Inciso antes de todo lo anterior: Indi a primera hora ha desayunado con ansias y acto seguido ha echado la pota. Nada grave, pasa de cuando en cuando y siempre soy el culpable, por darle de todo lo que se me ocurre sin tener en cuenta que no le viene bien, él no se controla y yo tampoco pero debiera.
Comida. Hago tomate del mío, para añadirlo después, cuando cocine mi afamado y ensalzado pisto bilbaino. Para el pisto he usado: 2 cebollas hermosas y dulces, un pimiento verde, dos tomates pequeños y pelados a mano, un calabacín blanco mediano; sal, pimienta y un buen chorro de aceite de José Antonio. Los elementos iban troceados en medida de unos 2 cm de lado, trozos tirando a grandes. Al cabo de un buen rato de poche he añadido tres cucharones del tomate frito ya pasado por el pasapuré y he dejado tapado para que se enfriara despacio. Mientras, en una sartén he frito seis piezas de bacalao desalado (del congelado que compramos en el LIDL) pasadas por harina y huevo batido; albardadas, vamos. Tras pasar unos segundos en un plato sobre papel absorbente he colocado con cariño las tajaditas de bacalao sobre el pisto, para que todo se impregnara del resto. ¿El resultado? Magnífico, no hemos dejado ni un pedacito de cebolla; Raquel, eso sí, ha opinado que «quizás los trozos de cebolla demasiado grandes...». Soy preciso y conciso, cualidades que me delatan como un perfeccionista enfermizo, un perfe que diría K.Dick.

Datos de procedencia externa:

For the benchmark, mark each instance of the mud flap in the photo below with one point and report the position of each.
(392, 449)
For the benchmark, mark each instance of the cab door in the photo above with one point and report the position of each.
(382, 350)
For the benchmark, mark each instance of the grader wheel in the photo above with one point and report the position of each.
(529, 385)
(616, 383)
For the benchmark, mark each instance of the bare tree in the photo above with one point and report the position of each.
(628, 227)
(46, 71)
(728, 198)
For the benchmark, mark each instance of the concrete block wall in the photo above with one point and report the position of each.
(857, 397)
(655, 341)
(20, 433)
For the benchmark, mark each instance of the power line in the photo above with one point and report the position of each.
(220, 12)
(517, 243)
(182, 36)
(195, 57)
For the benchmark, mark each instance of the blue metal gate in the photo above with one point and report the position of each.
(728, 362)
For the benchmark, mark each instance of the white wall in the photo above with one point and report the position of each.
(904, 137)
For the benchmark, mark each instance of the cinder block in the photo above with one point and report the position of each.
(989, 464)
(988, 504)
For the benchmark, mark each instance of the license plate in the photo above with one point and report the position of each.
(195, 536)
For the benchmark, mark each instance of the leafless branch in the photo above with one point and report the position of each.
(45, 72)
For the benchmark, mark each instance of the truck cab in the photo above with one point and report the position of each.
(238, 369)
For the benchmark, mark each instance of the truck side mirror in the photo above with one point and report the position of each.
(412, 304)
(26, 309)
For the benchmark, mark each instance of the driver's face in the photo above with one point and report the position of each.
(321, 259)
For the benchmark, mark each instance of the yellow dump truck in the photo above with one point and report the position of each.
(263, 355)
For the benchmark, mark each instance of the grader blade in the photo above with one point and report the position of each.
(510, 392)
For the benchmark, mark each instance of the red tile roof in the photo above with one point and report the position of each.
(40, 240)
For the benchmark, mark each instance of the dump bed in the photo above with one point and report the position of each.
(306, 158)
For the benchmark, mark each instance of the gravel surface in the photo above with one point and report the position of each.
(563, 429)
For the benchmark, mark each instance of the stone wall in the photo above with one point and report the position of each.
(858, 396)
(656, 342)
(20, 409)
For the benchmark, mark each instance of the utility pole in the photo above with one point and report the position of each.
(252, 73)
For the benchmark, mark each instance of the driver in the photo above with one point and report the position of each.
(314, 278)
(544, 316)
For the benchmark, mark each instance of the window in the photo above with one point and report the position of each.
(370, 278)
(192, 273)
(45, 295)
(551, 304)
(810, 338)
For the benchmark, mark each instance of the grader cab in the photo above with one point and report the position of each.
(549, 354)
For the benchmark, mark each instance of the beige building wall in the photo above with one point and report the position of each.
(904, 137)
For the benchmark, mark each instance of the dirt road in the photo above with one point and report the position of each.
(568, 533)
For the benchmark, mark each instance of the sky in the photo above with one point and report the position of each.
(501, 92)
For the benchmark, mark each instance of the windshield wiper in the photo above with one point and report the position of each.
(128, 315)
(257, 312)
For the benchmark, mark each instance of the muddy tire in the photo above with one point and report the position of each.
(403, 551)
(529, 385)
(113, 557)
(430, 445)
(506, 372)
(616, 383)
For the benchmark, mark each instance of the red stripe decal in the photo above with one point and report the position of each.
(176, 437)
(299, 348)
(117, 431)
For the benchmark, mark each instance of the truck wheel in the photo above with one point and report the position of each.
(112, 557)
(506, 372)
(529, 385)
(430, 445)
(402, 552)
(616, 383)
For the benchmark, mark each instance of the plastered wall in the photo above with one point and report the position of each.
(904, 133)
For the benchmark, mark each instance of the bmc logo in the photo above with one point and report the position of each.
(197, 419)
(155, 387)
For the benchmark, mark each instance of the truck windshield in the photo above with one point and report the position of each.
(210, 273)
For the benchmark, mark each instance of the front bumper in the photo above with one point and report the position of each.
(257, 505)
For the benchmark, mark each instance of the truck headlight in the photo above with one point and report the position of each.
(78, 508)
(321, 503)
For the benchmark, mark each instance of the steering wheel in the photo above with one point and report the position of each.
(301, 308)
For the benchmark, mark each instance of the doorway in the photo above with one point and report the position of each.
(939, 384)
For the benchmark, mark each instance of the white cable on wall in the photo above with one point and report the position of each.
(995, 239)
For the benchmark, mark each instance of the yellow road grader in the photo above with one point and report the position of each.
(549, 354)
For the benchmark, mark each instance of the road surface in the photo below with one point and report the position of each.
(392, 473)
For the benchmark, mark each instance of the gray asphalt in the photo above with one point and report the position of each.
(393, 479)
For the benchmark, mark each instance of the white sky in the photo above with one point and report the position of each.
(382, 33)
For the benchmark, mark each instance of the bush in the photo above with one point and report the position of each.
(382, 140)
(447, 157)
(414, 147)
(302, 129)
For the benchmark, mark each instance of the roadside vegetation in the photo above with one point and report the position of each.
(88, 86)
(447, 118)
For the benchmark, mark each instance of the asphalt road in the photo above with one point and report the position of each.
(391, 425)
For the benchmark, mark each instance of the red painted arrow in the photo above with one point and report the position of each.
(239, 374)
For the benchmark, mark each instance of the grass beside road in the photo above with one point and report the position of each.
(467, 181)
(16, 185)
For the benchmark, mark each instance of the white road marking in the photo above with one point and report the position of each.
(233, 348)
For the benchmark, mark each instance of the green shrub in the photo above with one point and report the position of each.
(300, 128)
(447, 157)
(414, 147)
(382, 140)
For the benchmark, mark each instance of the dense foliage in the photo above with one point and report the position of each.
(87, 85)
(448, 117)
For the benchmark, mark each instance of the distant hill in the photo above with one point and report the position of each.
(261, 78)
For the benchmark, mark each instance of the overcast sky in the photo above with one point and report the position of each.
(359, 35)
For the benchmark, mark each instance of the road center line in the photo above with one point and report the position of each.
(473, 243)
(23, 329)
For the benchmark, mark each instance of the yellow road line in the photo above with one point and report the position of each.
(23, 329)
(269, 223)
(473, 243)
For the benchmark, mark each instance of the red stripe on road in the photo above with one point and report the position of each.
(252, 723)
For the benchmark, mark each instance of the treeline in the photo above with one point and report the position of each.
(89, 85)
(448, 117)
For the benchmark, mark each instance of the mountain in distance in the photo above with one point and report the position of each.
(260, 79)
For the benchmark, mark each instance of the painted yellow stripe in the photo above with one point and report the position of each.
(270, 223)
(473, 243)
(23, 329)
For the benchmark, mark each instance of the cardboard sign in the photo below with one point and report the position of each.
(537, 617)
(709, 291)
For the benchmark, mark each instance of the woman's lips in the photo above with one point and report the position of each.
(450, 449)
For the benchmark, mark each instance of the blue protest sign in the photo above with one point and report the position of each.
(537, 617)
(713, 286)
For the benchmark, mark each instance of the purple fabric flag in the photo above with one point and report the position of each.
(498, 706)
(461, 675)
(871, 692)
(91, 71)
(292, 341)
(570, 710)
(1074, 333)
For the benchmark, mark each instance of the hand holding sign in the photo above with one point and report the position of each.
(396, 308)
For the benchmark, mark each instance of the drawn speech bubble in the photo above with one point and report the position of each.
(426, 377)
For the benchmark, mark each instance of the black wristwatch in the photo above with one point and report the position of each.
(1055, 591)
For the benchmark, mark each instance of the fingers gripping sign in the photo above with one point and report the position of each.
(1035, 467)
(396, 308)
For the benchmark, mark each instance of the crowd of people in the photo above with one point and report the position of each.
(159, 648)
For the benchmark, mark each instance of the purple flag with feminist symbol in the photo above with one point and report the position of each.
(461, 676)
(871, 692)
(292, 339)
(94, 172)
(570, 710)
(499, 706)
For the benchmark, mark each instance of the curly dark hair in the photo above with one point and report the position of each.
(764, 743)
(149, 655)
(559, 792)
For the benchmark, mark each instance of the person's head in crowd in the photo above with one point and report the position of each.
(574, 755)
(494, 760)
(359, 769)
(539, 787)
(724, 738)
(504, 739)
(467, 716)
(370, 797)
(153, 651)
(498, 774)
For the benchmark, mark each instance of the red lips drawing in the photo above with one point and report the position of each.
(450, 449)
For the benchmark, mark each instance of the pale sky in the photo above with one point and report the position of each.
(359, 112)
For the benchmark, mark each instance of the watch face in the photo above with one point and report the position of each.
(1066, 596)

El resto de la tarde. Un buen rato a la fresca en la cama, mientras la nena se dedicaba a aporrear la guitarra en su despachito. Sobre las cuatro y algo Raquel sale a sus cosas de yogui y sus compras de urbanita. Yo me he puesto en marcha antes de las cinco; un rato largo subiendo las fotos de estos dos últimos días, sobre todo me ha dado trabajo el kit del Guggen; y el resto de la tarde leyendo, hasta las siete y media que ha llegado la nena, leyendo Los clanes de la Luna Alfana -está emocionante y enrevesada-. Cenamos huevos revueltos sobre cama de mi tomate.